Shaw plays it cool from the beginning of the film, even though his character is supposed to be a homicidal maniac. He is kept on a tight leash but all the time we can see that he is itching to take Bond down. His eyes narrow to a squint when he first spots Bond at the airport and joins in the spy v. spy game they play in Istanbul. When he breaks the rules of the game by killing a Russian surveillance man,there is only a slight hint of satisfaction on his face as he knows that Bond and his ally Kerim Bey will be blamed. One of the most tense scenes right before he and Bond meet occurs as Grant haunts Bond on the Orient Express. When James gets off the train in Belgrade to contact his local support, Grant is right over his shoulder, still on the train, often seen only as a reflection in the glass, like a true ghost waiting to wreak havoc. He keeps his cool as we see him displace the real agent Nash, the only indicator of the violence is the way he slips on his gloves as he leads the unwitting Nash to the water-closet.
Once he makes contact with Bond, Shaw uses his voice and plays the proper Englishman for as long as necessary. The despairingly used phrase “Old Man”, is the one way he can needle Bond before he can give up his cover. Shaw makes it sound condescending but not so deliberately that it would tip Bond off. When confronted red handed for drugging Tania, Grant /Shaw uses the right tone to convey that it is all part of the plan and that Bond can relax. That soothing tone works just long enough for James to drop his guard and then Grant attacks. Once he is in control of the situation, you can begin to see the monster that was there all the time. The cold blooded look returns and it is accompanied by a hostile twinkle in the eye that should be bone chilling. Still Bond toughs it out, all he needs is a chance to even the odds and he will be OK.

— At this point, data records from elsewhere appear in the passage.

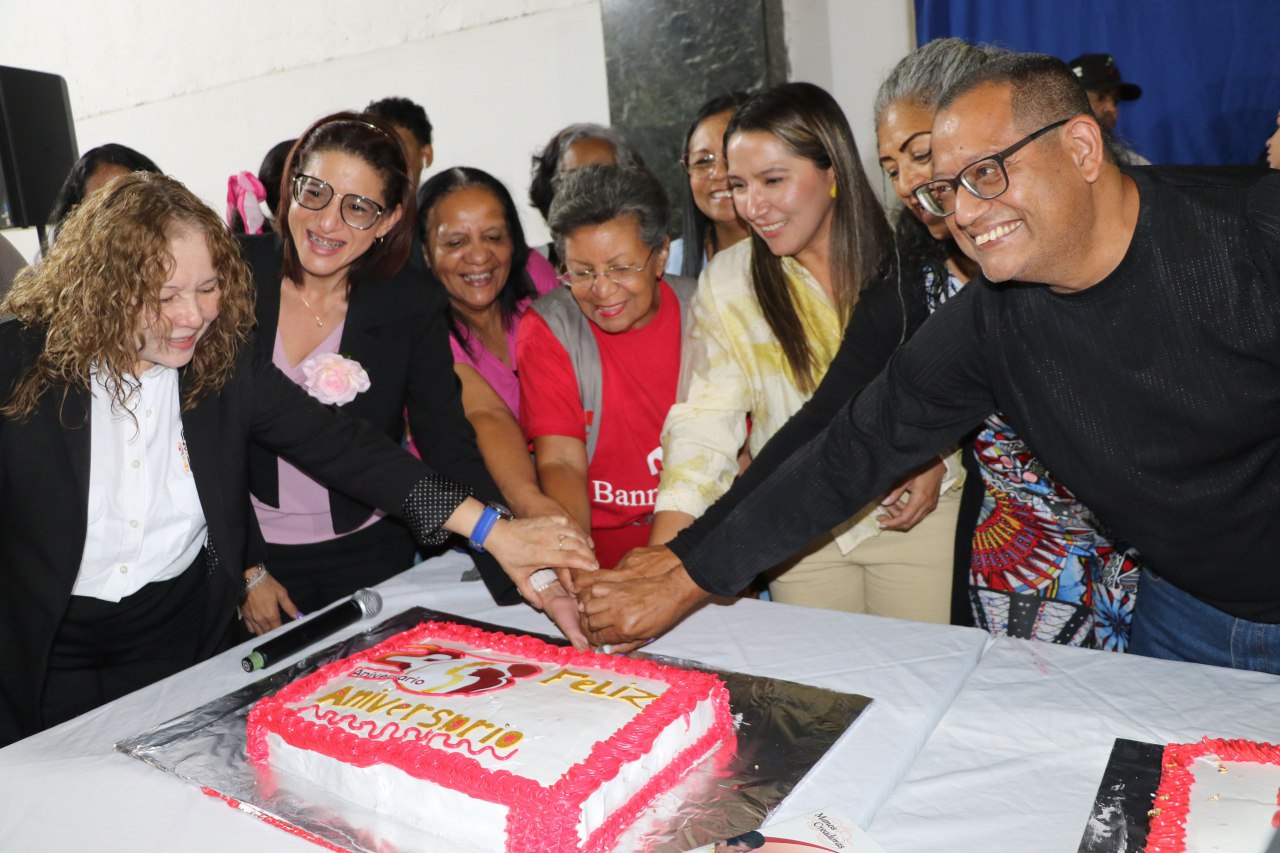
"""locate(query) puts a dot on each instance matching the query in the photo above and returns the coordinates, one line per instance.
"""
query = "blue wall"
(1210, 72)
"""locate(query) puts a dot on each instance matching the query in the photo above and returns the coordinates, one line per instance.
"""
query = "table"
(1014, 766)
(68, 789)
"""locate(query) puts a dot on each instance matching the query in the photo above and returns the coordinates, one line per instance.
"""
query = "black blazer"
(397, 329)
(44, 497)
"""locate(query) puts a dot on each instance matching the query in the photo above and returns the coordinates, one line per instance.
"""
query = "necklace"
(319, 322)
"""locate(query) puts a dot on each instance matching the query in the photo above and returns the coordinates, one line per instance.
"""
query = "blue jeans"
(1175, 625)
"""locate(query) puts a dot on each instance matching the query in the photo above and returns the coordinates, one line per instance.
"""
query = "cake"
(1216, 797)
(504, 742)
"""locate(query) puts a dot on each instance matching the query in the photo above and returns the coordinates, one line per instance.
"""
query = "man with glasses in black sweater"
(1127, 324)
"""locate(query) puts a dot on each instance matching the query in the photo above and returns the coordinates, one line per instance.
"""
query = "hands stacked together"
(641, 598)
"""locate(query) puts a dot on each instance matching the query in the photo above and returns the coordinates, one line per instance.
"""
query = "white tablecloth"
(67, 789)
(1016, 761)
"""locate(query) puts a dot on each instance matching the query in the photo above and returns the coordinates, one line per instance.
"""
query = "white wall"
(205, 89)
(848, 46)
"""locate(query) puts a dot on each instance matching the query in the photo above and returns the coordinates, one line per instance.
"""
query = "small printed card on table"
(813, 833)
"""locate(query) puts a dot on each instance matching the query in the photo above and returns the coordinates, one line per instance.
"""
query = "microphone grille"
(370, 603)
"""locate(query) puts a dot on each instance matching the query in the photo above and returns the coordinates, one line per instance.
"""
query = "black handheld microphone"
(362, 605)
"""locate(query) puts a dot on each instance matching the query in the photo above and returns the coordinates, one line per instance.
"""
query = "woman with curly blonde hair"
(128, 400)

Once the fight starts, you know that it is seriously going to do some damage to your psyche. These are not cowboy punches thrown at arms length. There is wrestling, and karate, and blows to the solar plexus, that we know Grant can take from earlier. Bond needs to kick and grab and throw his opponent to have any kind of a chance. Ultimately we see that Shaw’s character has his favorite weapon at hand, a garote that emerges from his watch and he nearly gets Bond around the neck. It is a single hand caught between the garote and his neck that gives James a chance to access his own back up, a throwing knife secreted in the briefcase provided by Q Branch. Bond gets a chance to reverse the noose and suddenly Grant is caught in his own device, learning first hand the destiny he has brought to so many others.
So, simply put, Shaw’s performance enhances this film and makes the final confrontation the true climax of the picture. There is a helicopter chase, a boat chase, explosions and poisoned tipped shoes that all come after this, but none of them seem like a real threat because Bond has already taken out the toughest opponent imaginable. I think Tania Romanov was the second most beautiful Bond girl after Solitaire, and I think the briefcase is the second greatest gadget Bond ever got from Q, after the Aston-Martin with ejector seat. So my second favorite Bond has my second favorite gadget and second favorite Bond girl, but it also has the greatest of opponents in Bond’s 22 movies so far. That is why this film deserves to be in the Robert Shaw Film festival.